En l’absence de toute illégalité susceptible d’affecter les conditions (découlant du droit de l’Union) de légalité de la rétention, et à défaut d’autres moyens présentés en appel, il convient donc de confirmer l’ordonnance entreprise en toutes ses dispositions.
PAR CES MOTIFS
Statuant publiquement, en matière civile et en dernier ressort,
Vu l’article 66 de la constitution du 4 octobre 1958,
Vu les articles L.741-1, L742-1 à L743-9 ; R741-3 et R.743-1 à L.743-19 et L.743-21 du Code de l’entrée et du séjour des étrangers et du droit d’asile ;
Vu le décret n° 2024-799 du 2 juillet 2024 pris pour l’application du titre VII de la loi n° 2024-42 du 26 janvier 2024 pour contrôler l’immigration, améliorer l’intégration, relatif à la simplification des règles du contentieux ;
CONSTATANT qu’aucune salle d’audience attribuée au ministère de la justice spécialement aménagée à proximité immédiate du lieu de rétention n’est disponible pour l’audience de ce jour ;
DECLARONS recevable l’appel interjeté par Monsieur [G] [V] ;
CONFIRMONS l’ordonnance déférée en toutes ses dispositions ;
RAPPELONS que, conformément à l’article R.743-20 du Code de l’Entrée et du Séjour des Etrangers et du Droit d’Asile, les intéressés peuvent former un pourvoi en cassation par lettre recommandée avec accusé de réception dans les deux mois de la notification de la présente décision à la Cour de cassation [Adresse 1].

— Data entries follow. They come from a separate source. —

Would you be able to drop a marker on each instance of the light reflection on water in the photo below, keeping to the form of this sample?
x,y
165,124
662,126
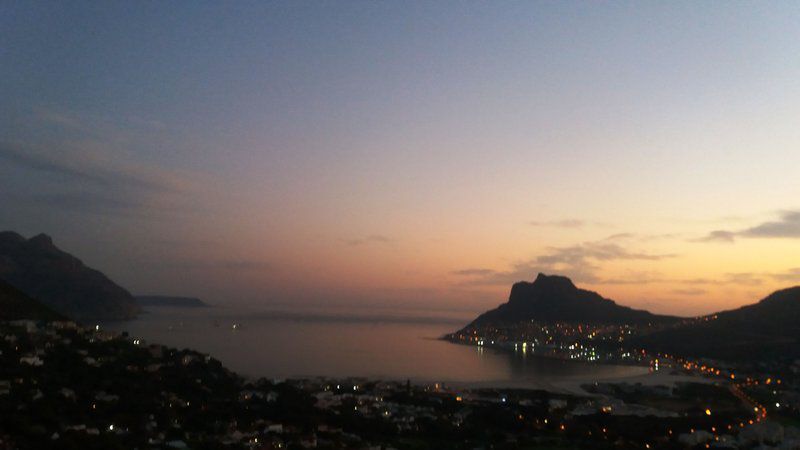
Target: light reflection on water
x,y
397,347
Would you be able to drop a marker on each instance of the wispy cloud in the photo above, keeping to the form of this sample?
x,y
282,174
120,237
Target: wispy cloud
x,y
565,223
100,168
98,181
580,262
787,226
790,276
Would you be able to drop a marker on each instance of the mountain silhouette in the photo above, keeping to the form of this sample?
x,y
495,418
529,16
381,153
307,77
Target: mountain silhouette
x,y
555,298
15,305
61,281
765,330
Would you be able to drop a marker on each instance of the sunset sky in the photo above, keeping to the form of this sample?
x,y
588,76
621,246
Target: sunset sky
x,y
409,153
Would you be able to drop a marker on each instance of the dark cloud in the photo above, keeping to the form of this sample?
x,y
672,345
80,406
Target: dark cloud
x,y
579,262
92,168
787,226
718,236
89,203
371,239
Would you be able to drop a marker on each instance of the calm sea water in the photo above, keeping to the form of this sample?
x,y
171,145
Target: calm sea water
x,y
386,345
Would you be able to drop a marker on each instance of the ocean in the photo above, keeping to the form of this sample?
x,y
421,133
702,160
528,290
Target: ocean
x,y
389,345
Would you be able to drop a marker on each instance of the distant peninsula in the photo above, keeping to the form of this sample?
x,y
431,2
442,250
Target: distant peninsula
x,y
169,300
40,270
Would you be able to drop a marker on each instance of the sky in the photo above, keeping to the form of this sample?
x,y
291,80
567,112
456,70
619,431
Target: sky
x,y
409,154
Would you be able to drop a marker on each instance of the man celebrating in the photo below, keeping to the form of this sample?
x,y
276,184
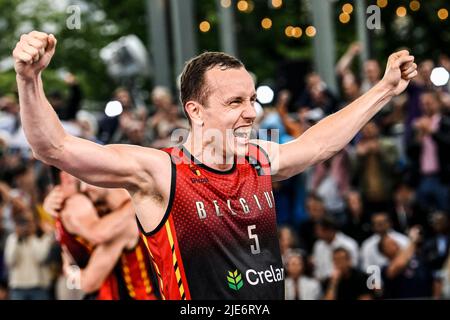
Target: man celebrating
x,y
205,207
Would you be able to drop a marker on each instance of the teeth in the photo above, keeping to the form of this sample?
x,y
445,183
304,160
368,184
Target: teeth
x,y
242,133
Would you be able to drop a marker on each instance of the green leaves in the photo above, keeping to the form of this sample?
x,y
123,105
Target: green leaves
x,y
235,281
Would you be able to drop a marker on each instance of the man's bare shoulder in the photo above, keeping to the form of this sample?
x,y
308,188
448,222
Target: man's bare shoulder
x,y
144,155
78,204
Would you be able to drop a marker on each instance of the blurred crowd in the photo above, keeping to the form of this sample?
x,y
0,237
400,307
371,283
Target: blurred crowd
x,y
370,223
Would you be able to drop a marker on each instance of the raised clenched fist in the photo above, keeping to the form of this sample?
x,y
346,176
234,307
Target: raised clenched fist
x,y
400,70
33,53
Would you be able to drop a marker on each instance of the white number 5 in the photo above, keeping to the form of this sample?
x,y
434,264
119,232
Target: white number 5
x,y
255,248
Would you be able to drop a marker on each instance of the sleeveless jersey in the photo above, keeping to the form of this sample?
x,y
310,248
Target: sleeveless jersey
x,y
132,277
218,238
79,248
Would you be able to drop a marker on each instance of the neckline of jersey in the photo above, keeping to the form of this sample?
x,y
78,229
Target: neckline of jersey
x,y
206,167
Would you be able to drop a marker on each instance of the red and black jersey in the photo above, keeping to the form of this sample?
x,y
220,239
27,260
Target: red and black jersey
x,y
218,238
132,276
135,277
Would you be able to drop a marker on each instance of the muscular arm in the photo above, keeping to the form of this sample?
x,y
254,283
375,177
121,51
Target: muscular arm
x,y
81,218
333,133
105,166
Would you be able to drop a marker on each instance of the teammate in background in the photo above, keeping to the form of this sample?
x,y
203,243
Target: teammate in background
x,y
102,240
209,222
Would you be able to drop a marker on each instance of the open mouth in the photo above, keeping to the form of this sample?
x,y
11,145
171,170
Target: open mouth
x,y
243,132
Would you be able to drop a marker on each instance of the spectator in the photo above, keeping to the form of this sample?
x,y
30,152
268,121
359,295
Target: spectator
x,y
423,152
442,284
406,275
406,210
67,110
357,225
306,231
375,168
297,285
346,282
288,241
381,226
329,239
331,180
436,248
25,253
317,96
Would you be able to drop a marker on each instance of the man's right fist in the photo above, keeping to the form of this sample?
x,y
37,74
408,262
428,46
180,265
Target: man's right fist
x,y
33,53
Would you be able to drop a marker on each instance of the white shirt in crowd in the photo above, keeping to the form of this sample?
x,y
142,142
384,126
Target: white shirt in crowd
x,y
323,254
307,288
371,256
25,259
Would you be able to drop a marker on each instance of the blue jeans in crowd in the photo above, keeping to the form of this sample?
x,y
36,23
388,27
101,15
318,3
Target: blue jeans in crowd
x,y
29,294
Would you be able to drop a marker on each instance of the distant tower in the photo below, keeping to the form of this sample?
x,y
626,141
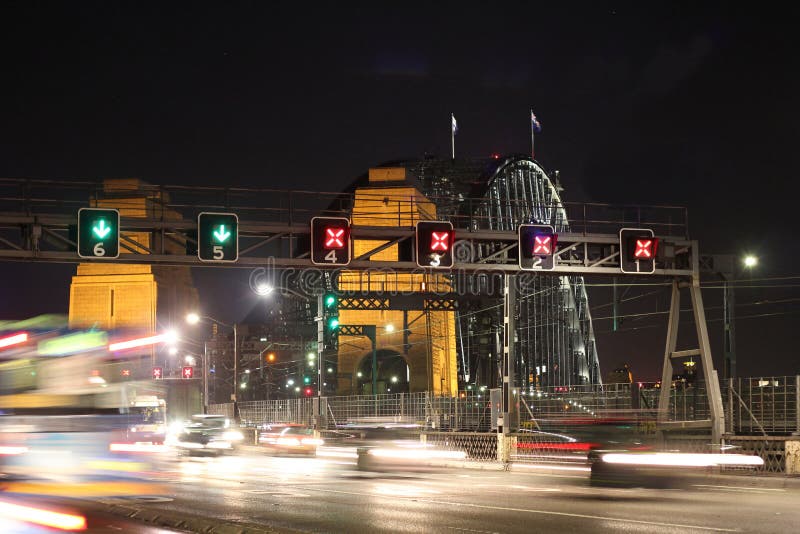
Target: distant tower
x,y
416,348
131,296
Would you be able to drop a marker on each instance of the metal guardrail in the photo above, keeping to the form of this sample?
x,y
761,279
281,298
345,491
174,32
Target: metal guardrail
x,y
479,446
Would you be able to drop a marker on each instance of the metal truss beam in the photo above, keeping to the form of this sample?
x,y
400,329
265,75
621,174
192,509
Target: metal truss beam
x,y
417,301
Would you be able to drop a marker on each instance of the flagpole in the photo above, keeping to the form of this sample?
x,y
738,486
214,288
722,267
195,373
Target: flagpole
x,y
452,136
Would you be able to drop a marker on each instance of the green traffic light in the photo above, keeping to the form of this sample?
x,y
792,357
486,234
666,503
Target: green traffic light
x,y
220,234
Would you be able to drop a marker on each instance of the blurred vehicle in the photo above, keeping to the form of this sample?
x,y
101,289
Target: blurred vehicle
x,y
59,418
409,456
207,434
147,423
659,469
290,439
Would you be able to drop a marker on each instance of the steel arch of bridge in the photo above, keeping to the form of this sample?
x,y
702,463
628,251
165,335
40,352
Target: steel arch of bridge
x,y
561,349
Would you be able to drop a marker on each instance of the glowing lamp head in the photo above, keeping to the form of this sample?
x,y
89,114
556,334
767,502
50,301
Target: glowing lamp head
x,y
263,289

Fait à la Cour d’Appel de Nîmes,
Le 22 Juillet 2025 à
LE GREFFIER, LE PRESIDENT,
' Notification de la présente ordonnance a été donnée ce jour au Centre de rétention administrative de [Localité 3] à M. [G] [V], par l’intermédiaire d’un interprète en langue arabe.
OU
' Notification de la présente ordonnance a été donnée ce jour au Centre de rétention administrative de [Localité 3] à M. [G] [V].
Le à H
Signature du retenu
Copie de cette ordonnance remise, ce jour, par courriel à :
Monsieur [G] [V], pour notification par le CRA,
Me Adil ABDELLAOUI, avocat,
Le Préfet des Bouches du Rhône,
Le Directeur du CRA de [Localité 3],
Le Ministère Public près la Cour d’Appel de Nîmes,
Le Magistrat du siège du tribunal judiciaire de Nîmes.